# PowerMac G4 MDD : démarrage impossible...



## fabd59 (14 Avril 2011)

Bonjour,

j'ai un Powermac G4 MDD, bipro, tournant sous Mac OS 10.4.11

depuis 1 semaine, impossible de le démarrer... Quand je l'allume le "boing" ne va pas au bout, le son se coupe.... écran reste noir... Le bouton d'allumage clignotte par alternance... et le clavier reste inactif, donc impossible de réinstaller, de zapper la pram...
J'ai tout tenter... : barettes mémoires une à une, pmu reset, déconnection des carte pci d'extension.....

Je peux même pas faire un démarrage en mode target vu que le clavier est inactif.....argggg !!!

Si quelqu'un peut m'aider...merci d'avance


----------



## Arlequin (14 Avril 2011)

bonjour et bienvenue 



fabd59 a dit:


> Le bouton d'allumage clignotte par alternance...



à quelle fréquence ?

déjà fait un reset de la CM ?


----------



## fabd59 (14 Avril 2011)

bonjour,
le bouton d'allumage reste allumé fixe, puis clignotte trois ou 4 fois toutes les 30s environ...

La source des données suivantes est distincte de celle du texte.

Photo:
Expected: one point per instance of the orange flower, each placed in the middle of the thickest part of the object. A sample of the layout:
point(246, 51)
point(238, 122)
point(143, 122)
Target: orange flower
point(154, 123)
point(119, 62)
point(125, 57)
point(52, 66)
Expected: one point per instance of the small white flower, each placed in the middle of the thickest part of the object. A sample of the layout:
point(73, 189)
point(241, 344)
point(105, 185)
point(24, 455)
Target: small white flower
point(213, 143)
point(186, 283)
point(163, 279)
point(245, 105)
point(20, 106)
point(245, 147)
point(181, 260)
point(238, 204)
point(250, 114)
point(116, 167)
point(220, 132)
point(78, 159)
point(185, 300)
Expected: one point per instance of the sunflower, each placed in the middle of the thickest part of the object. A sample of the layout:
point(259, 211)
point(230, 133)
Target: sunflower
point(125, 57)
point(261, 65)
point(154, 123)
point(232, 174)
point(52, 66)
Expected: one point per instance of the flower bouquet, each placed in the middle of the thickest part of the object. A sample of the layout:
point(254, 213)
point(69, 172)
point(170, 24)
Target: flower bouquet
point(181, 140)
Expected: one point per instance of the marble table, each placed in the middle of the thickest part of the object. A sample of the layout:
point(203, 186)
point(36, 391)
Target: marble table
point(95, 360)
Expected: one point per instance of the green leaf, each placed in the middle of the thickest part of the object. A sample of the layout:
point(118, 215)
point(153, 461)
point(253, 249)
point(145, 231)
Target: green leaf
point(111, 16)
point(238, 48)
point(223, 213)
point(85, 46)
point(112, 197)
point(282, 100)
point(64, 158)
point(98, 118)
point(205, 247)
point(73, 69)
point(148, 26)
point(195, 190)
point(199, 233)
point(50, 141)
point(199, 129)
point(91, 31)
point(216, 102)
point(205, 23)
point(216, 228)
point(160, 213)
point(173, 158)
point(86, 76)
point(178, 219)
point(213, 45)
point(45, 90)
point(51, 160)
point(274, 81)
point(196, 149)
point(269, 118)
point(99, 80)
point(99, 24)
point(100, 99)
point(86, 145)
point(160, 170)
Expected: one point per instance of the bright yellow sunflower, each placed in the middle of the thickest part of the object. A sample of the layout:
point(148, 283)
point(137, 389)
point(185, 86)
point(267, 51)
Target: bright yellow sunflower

J'ai déjà fait un reset de la carte mère...


----------



## Arlequin (14 Avril 2011)

pas de bip sonore ? 

ça ressemble à un soucis de ram

pas de poussières dans les slot ram ? 

combien de barettes as tu ? 

as tu essayé tous les slots ? un par un ?

autre fil qui ressemble à ton soucis (clic)


----------



## fabd59 (14 Avril 2011)

J'ai 4 barettes pour un total de 2Go, j'ai testé les slots un par un....

pas de bip au démarrage, seulement le "boing", mais que je n'entends pas entièrement....il se coupe ...


----------